Machida H, Sakata S, Morozumi M, Kiyanagi T, Kuninaka A, Yoshino H
Antiviral Res. 1982 Sep;2(4):217-26. doi: 10.1016/0166-3542(82)90044-4.
In vitro and in vivo anti-herpes activities of 1-beta-D-arabinofuranosylthymine 5'-monophosphate (ara-TMP) were compared with those of 1-beta-D-arabinofuranosylthymine (ara-T). On a molar basis ara-TMP was almost as active as ara-T against six strains of herpes simplex virus type 1 (HSV-1) and type 2 (HSV-2) as monitored by a cytopathogenicity-inhibition and a plaque reduction assay in human embryonic lung fibroblast cells. When tested against experimental encephalitis in mice inoculated intracerebrally with HSV-1, intraperitoneal or intravenous treatment with 150 mg/kg/day of ara-TMP or 100 mg/kg/day of ara-T, for 5 days was effective in increasing in the mean survival time of mice. For a single dose of ara-TMP, intravenous administration was more effective than intraperitoneal or oral administration. However, oral administration of ara-T was the most effective of the treatment regimens used. Substantial plasma levels of ara-T were detected for a longer time after oral administration of ara-T than after intravenous administration of ara-TMP or ara-T, suggesting that the efficacy of oral administration of ara-T may be correlated with the maintenance of the substantial blood drug levels.

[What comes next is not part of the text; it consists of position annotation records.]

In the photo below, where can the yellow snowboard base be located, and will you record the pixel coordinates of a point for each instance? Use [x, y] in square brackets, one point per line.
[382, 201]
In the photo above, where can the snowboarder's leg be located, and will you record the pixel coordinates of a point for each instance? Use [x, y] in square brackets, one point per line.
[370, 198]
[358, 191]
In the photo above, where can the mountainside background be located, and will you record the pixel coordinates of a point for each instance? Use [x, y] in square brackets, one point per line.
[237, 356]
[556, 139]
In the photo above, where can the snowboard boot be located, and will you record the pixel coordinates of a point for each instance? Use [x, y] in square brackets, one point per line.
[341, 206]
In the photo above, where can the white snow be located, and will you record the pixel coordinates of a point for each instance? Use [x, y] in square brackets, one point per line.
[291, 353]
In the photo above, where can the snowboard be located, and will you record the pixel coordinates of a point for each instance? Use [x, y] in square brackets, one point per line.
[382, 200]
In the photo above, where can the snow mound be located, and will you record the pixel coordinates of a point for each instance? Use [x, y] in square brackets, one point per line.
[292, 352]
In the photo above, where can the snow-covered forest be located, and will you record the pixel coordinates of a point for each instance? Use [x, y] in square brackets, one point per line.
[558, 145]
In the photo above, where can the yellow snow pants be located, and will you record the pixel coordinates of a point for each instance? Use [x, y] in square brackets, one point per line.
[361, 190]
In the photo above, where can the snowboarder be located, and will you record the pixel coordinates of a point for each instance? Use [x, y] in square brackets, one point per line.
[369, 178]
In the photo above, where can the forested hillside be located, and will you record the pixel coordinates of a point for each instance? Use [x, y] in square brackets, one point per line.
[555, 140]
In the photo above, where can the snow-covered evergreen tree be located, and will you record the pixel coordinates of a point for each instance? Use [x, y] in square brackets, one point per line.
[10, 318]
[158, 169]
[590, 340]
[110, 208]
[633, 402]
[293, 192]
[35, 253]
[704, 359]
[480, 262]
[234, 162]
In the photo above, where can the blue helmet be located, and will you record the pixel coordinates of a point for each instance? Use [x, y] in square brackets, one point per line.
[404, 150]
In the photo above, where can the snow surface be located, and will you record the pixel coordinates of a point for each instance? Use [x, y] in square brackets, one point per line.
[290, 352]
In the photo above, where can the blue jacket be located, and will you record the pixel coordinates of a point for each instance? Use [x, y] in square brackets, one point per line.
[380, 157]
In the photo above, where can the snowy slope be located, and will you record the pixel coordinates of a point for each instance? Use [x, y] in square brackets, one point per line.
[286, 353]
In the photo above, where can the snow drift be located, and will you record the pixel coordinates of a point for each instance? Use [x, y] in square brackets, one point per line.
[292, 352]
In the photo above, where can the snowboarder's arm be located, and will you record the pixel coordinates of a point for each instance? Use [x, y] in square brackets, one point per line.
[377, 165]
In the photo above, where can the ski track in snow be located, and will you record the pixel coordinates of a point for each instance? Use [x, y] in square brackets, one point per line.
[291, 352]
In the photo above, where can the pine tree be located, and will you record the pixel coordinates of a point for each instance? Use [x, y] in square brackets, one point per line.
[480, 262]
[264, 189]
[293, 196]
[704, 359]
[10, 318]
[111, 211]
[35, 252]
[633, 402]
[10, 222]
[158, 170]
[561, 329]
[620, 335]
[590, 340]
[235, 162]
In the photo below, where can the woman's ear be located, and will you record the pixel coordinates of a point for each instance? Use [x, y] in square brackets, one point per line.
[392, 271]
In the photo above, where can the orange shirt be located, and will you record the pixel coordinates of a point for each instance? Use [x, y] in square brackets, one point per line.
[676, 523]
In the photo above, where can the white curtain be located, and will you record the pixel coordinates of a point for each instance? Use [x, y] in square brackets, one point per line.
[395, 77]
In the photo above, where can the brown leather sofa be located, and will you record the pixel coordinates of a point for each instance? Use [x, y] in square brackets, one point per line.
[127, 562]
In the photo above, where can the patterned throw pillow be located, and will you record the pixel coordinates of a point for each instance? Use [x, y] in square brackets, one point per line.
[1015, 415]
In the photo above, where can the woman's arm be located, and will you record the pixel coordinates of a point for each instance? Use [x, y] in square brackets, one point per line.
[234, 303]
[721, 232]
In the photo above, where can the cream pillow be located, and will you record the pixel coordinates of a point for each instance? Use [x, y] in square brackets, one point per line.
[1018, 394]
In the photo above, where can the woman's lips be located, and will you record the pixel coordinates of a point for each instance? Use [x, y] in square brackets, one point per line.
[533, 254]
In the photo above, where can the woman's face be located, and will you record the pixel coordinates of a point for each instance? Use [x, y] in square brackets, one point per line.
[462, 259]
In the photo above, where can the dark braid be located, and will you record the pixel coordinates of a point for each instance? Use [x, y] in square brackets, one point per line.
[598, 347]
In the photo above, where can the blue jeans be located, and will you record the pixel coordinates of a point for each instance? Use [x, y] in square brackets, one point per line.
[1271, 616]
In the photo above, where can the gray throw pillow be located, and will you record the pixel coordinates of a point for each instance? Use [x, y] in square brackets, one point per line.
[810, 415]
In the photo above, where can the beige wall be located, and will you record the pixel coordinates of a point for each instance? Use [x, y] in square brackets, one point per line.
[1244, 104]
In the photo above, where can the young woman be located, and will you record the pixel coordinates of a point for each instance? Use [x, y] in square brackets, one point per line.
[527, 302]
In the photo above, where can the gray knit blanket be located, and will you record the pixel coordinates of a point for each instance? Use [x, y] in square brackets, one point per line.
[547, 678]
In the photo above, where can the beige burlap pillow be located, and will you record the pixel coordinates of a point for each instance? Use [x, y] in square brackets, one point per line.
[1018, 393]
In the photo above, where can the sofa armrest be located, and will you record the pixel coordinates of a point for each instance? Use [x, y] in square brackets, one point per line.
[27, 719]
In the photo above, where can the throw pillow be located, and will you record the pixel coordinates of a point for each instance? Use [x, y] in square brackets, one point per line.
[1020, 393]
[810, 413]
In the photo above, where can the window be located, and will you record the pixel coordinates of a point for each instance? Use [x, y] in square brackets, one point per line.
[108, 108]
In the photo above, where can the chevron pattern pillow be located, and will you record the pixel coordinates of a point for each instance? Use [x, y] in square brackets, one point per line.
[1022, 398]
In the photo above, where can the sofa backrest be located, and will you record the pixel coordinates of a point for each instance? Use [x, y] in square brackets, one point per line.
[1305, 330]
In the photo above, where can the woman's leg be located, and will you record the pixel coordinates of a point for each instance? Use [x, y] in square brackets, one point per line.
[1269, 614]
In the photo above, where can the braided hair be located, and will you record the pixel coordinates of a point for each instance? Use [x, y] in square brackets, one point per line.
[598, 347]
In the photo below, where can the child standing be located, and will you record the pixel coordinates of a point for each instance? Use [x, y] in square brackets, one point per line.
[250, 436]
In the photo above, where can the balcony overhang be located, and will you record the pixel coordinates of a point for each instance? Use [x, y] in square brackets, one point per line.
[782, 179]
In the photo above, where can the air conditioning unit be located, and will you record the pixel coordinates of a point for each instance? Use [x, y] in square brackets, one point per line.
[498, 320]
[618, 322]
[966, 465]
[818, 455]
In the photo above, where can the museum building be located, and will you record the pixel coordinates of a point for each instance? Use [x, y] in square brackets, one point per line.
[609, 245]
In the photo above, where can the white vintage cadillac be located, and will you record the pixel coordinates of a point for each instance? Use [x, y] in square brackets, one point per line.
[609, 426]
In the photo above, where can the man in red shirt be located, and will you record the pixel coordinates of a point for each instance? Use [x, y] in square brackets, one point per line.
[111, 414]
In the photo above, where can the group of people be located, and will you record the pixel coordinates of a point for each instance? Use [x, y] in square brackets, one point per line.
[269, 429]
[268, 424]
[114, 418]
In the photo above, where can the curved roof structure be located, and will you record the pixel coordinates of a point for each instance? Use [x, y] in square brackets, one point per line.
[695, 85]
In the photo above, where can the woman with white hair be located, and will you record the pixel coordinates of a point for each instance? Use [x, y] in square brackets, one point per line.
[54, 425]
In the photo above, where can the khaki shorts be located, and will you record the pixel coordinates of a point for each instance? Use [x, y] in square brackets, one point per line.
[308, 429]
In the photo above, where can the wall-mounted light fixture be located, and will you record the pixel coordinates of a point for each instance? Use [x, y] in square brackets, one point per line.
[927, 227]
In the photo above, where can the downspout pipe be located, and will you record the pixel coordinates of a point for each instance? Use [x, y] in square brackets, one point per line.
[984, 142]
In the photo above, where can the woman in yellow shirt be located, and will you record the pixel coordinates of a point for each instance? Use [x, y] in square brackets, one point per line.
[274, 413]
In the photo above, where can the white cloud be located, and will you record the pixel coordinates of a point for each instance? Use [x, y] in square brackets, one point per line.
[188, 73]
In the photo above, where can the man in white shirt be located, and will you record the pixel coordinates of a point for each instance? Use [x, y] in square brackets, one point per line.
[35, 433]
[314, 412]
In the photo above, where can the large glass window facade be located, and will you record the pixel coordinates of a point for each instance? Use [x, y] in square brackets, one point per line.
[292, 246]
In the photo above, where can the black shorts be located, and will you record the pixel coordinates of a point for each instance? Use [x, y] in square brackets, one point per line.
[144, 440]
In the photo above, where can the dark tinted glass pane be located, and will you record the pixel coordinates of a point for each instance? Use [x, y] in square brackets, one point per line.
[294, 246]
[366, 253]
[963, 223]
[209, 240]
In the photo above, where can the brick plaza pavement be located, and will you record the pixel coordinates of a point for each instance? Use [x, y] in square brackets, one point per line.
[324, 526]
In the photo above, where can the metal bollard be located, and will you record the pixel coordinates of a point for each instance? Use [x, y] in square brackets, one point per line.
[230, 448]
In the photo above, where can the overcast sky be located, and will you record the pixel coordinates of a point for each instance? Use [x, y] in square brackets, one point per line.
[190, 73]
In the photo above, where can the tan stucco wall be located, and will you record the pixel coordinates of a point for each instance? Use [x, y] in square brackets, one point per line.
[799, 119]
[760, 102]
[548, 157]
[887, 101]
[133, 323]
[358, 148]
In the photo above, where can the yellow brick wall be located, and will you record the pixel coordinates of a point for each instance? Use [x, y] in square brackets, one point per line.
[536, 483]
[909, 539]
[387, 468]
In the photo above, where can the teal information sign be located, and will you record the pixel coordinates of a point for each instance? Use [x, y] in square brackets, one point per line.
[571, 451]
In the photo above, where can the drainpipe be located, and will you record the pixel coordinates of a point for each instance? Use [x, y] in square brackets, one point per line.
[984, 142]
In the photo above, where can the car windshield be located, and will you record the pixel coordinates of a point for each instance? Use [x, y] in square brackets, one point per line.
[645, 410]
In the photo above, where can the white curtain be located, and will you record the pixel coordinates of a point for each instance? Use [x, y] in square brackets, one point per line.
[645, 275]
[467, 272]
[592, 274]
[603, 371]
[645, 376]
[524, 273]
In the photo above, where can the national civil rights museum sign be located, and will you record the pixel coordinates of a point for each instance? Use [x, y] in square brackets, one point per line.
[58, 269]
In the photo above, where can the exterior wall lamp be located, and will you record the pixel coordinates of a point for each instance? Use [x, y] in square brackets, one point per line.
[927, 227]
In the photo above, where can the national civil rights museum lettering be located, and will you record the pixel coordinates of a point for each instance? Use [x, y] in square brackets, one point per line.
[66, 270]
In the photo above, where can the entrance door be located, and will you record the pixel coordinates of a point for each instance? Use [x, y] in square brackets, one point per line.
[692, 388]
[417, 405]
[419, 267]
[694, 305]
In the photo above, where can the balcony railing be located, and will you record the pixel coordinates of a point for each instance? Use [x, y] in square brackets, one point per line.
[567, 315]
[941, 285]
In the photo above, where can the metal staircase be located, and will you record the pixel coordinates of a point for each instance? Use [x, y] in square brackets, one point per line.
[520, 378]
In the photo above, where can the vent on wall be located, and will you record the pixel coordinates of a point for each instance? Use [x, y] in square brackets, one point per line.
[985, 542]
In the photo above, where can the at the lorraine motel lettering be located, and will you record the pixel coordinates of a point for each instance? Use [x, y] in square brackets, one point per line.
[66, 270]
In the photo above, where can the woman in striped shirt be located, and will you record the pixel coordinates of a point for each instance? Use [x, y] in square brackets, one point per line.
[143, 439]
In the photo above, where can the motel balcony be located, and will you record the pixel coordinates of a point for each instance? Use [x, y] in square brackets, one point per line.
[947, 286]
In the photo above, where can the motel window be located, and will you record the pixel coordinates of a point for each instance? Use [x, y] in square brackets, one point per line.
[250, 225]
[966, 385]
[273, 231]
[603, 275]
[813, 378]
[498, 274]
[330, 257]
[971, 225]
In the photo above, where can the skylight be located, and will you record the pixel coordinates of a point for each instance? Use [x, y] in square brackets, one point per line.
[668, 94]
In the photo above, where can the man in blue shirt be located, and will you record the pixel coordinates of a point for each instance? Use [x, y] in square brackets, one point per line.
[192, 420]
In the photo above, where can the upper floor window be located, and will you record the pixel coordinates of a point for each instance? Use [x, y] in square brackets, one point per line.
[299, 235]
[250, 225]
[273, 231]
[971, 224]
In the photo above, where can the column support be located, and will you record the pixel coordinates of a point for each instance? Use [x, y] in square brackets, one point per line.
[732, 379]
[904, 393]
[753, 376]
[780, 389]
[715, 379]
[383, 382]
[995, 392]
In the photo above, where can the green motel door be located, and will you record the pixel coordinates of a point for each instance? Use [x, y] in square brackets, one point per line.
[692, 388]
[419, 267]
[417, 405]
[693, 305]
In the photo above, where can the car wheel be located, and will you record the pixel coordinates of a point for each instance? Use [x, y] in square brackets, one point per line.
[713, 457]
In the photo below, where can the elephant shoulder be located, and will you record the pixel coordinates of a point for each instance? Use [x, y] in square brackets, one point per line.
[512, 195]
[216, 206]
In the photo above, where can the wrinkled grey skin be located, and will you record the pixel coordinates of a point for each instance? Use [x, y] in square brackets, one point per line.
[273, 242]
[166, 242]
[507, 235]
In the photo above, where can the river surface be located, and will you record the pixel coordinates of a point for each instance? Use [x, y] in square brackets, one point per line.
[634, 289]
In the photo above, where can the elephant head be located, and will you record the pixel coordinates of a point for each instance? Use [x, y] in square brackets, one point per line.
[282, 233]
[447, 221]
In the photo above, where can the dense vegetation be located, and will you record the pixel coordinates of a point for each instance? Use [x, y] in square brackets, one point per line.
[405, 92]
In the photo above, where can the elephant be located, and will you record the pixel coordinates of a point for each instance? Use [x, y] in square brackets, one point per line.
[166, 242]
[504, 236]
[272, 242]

将1-β-D-阿拉伯呋喃糖基胸腺嘧啶5'-单磷酸酯(ara-TMP)的体外和体内抗疱疹活性与1-β-D-阿拉伯呋喃糖基胸腺嘧啶(ara-T)的进行了比较。在人胚肺成纤维细胞中,通过细胞病变抑制和蚀斑减少试验监测,在摩尔基础上,ara-TMP对6株1型单纯疱疹病毒(HSV-1)和2型单纯疱疹病毒(HSV-2)的活性几乎与ara-T相同。当用HSV-1脑内接种的小鼠进行实验性脑炎试验时,腹腔内或静脉内给予150mg/kg/天的ara-TMP或100mg/kg/天的ara-T,持续5天,可有效延长小鼠的平均存活时间。对于单剂量的ara-TMP,静脉内给药比腹腔内或口服给药更有效。然而,口服ara-T是所用治疗方案中最有效的。口服ara-T后比静脉内给予ara-TMP或ara-T后更长时间检测到相当高的血浆ara-T水平,这表明口服ara-T的疗效可能与维持相当高的血药水平有关。